The demand for faster AI coding tools is driven by the increasing usefulness of these agents in software development. Tools like OpenAI’s Codex and Anthropic’s Claude Code are now capable of rapidly building prototypes, interfaces, and boilerplate code, fundamentally changing how developers work. Latency – the time it takes for the model to respond – has develop into a critical differentiator, as quicker response times allow for faster iteration and more efficient coding. The ability to generate over 1,000 tokens per second is a key metric in this race, though OpenAI acknowledges that speed can sometimes come with trade-offs in capability.
GPT-5.3-Codex-Spark’s launch follows a period of rapid iteration for OpenAI’s Codex line. The company released GPT-5.2 in December 2025, following an internal “code red” memo issued by CEO Sam Altman in response to competitive pressure from Google, demonstrating the intensity of the competition in the AI space. This latest release underscores OpenAI’s commitment to staying ahead in the development of AI coding assistants.
A Plate-Sized Processor Powers the Next Generation
The core of this speed boost lies in the hardware. Codex-Spark runs on Cerebras’ Wafer Scale Engine 3 (WSE-3), a massive chip roughly the size of a dinner plate. Cerebras has been developing this technology since at least 2022, focusing on low-latency AI workloads. The partnership between OpenAI and Cerebras, announced in January 2026, represents a significant step in diversifying OpenAI’s hardware infrastructure.
While 1,000 tokens per second is a notable achievement, Cerebras has demonstrated even greater speeds with other models. The company has measured 2,100 tokens per second on Llama 3.1 70B and reported 3,000 tokens per second on OpenAI’s own open-weight gpt-oss-120B model. This suggests that Codex-Spark’s comparatively lower speed may be a deliberate choice, reflecting the complexity and specific requirements of the coding model.
Beyond Nvidia: A Strategic Shift in Infrastructure
OpenAI’s move to incorporate Cerebras’ technology is part of a broader strategy to reduce its dependence on Nvidia. Over the past year, the company has forged partnerships with other major players in the chip industry. In October 2025, OpenAI signed a multi-year deal with AMD, and in November, it struck a $38 billion cloud computing agreement with Amazon. OpenAI is actively designing its own custom AI chip, with plans for fabrication by TSMC.

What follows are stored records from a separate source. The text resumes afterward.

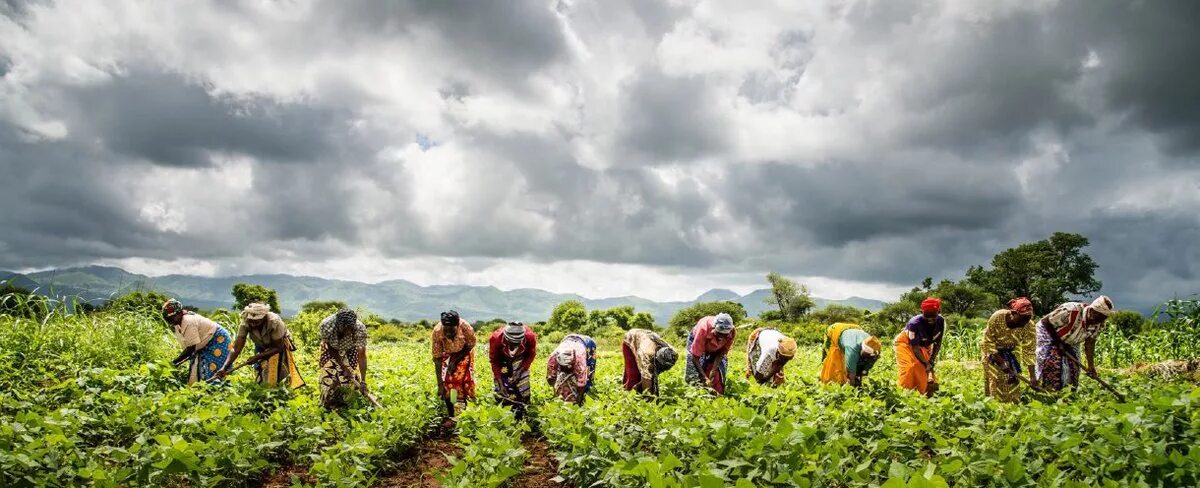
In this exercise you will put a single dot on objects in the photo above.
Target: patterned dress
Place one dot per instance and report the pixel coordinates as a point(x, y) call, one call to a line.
point(573, 384)
point(460, 383)
point(711, 351)
point(211, 342)
point(1014, 345)
point(510, 368)
point(1068, 320)
point(921, 335)
point(334, 380)
point(280, 368)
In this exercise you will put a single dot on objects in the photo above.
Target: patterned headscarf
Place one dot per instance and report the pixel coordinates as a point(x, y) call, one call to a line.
point(514, 332)
point(1021, 306)
point(172, 307)
point(723, 323)
point(565, 360)
point(871, 347)
point(255, 311)
point(787, 347)
point(1103, 305)
point(931, 303)
point(346, 318)
point(664, 359)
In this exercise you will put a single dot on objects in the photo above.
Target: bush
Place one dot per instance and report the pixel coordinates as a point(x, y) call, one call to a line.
point(835, 313)
point(683, 320)
point(1128, 323)
point(245, 294)
point(568, 317)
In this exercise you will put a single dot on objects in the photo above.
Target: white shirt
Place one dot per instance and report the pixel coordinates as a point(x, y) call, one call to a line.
point(768, 347)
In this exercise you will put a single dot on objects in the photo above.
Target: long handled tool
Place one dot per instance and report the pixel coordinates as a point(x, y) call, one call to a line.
point(1097, 378)
point(1014, 374)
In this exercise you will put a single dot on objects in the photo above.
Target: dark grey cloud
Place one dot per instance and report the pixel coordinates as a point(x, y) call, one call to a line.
point(995, 127)
point(667, 118)
point(1146, 53)
point(509, 40)
point(171, 120)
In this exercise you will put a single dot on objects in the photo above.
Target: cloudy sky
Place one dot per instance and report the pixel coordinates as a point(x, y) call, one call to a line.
point(606, 148)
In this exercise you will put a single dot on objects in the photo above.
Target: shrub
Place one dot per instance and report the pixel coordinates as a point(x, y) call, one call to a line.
point(683, 320)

This diversification comes after a planned $100 billion infrastructure deal with Nvidia failed to materialize, though Nvidia has since committed to a $20 billion investment. Reuters reported that OpenAI expressed concerns about the speed of certain Nvidia chips for inference tasks – the incredibly type of workload that Codex-Spark is designed to excel at.
The Trade-offs of Speed
While speed is a crucial factor, OpenAI acknowledges that it may come at a cost. Developers who rely on AI coding assistants for real-time suggestions will appreciate the faster response times, but it’s important to remember that speed doesn’t necessarily equate to perfection. As the article notes, 1,000 tokens per second can feel like a “rip saw” rather than a carefully guided tool, requiring developers to remain vigilant and review the generated code carefully.
The move to utilize Cerebras’ WSE-3 and diversify its chip suppliers positions OpenAI to maintain a competitive edge in the rapidly evolving AI landscape. The company’s continued focus on reducing latency and improving the performance of its coding tools will be critical as AI coding assistants become increasingly integrated into the software development process. OpenAI is expected to provide further updates on its hardware strategy and the performance of Codex-Spark in the coming months.
Readers interested in learning more about OpenAI’s research and development efforts can visit the company’s official website for the latest news and updates.